Ma Xiaolong, Lin Sheng, Ye Shaokai, He Zhezhi, Zhang Linfeng, Yuan Geng, Tan Sia Huat, Li Zhengang, Fan Deliang, Qian Xuehai, Lin Xue, Ma Kaisheng, Wang Yanzhi
IEEE Trans Neural Netw Learn Syst. 2022 Sep;33(9):4930-4944. doi: 10.1109/TNNLS.2021.3063265. Epub 2022 Aug 31.

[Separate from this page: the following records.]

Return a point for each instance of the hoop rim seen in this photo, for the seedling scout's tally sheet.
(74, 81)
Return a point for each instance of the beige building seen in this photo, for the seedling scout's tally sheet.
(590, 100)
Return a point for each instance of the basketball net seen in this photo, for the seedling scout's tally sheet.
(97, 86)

Large deep neural network (DNN) models pose the key challenge to energy efficiency due to the significantly higher energy consumption of off-chip DRAM accesses than arithmetic or SRAM operations. It motivates the intensive research on model compression with two main approaches. Weight pruning leverages the redundancy in the number of weights and can be performed in a non-structured, which has higher flexibility and pruning rate but incurs index accesses due to irregular weights, or structured manner, which preserves the full matrix structure with a lower pruning rate. Weight quantization leverages the redundancy in the number of bits in weights. Compared to pruning, quantization is much more hardware-friendly and has become a "must-do" step for FPGA and ASIC implementations. Thus, any evaluation of the effectiveness of pruning should be on top of quantization. The key open question is, with quantization, what kind of pruning (non-structured versus structured) is most beneficial? This question is fundamental because the answer will determine the design aspects that we should really focus on to avoid the diminishing return of certain optimizations. This article provides a definitive answer to the question for the first time. First, we build ADMM-NN-S by extending and enhancing ADMM-NN, a recently proposed joint weight pruning and quantization framework, with the algorithmic supports for structured pruning, dynamic ADMM regulation, and masked mapping and retraining. Second, we develop a methodology for fair and fundamental comparison of non-structured and structured pruning in terms of both storage and computation efficiency. Our results show that ADMM-NN-S consistently outperforms the prior art: 1) it achieves 348× , 36× , and 8× overall weight pruning on LeNet-5, AlexNet, and ResNet-50, respectively, with (almost) zero accuracy loss and 2) we demonstrate the first fully binarized (for all layers) DNNs can be lossless in accuracy in many cases. These results provide a strong baseline and credibility of our study. Based on the proposed comparison framework, with the same accuracy and quantization, the results show that non-structured pruning is not competitive in terms of both storage and computation efficiency. Thus, we conclude that structured pruning has a greater potential compared to non-structured pruning. We encourage the community to focus on studying the DNN inference acceleration with structured sparsity.
大型深度神经网络(DNN)模型对能源效率构成了关键挑战,因为片外DRAM访问的能耗显著高于算术运算或SRAM操作。这激发了对模型压缩的深入研究,主要有两种方法。权重剪枝利用了权重数量上的冗余,可以以非结构化方式进行,这种方式具有更高的灵活性和剪枝率,但由于权重不规则会导致索引访问;也可以以结构化方式进行,这种方式以较低的剪枝率保留完整的矩阵结构。权重量化利用了权重中比特数量上的冗余。与剪枝相比,量化对硬件更友好,已成为FPGA和ASIC实现的“必做”步骤。因此,对剪枝有效性的任何评估都应在量化的基础上进行。关键的开放性问题是,在量化的情况下,哪种剪枝(非结构化与结构化)最有益?这个问题至关重要,因为答案将决定我们真正应该关注的设计方面,以避免某些优化的收益递减。本文首次为该问题提供了明确答案。首先,我们通过扩展和增强ADMM-NN构建了ADMM-NN-S,ADMM-NN是最近提出的联合权重剪枝和量化框架,具备结构化剪枝、动态ADMM调节以及掩码映射和重新训练的算法支持。其次,我们开发了一种方法,用于在存储和计算效率方面对非结构化和结构化剪枝进行公平且基础的比较。我们的结果表明,ADMM-NN-S始终优于现有技术:1)它在LeNet-5、AlexNet和ResNet-50上分别实现了348倍、36倍和8倍的总体权重剪枝,且(几乎)零精度损失;2)我们证明了首个全二值化(所有层)的DNN在许多情况下可以无损精度。这些结果为我们的研究提供了强大的基线和可信度。基于所提出的比较框架,在相同精度和量化条件下,结果表明非结构化剪枝在存储和计算效率方面没有竞争力。因此,我们得出结论,与非结构化剪枝相比,结构化剪枝具有更大的潜力。我们鼓励社区专注于研究具有结构化稀疏性的DNN推理加速。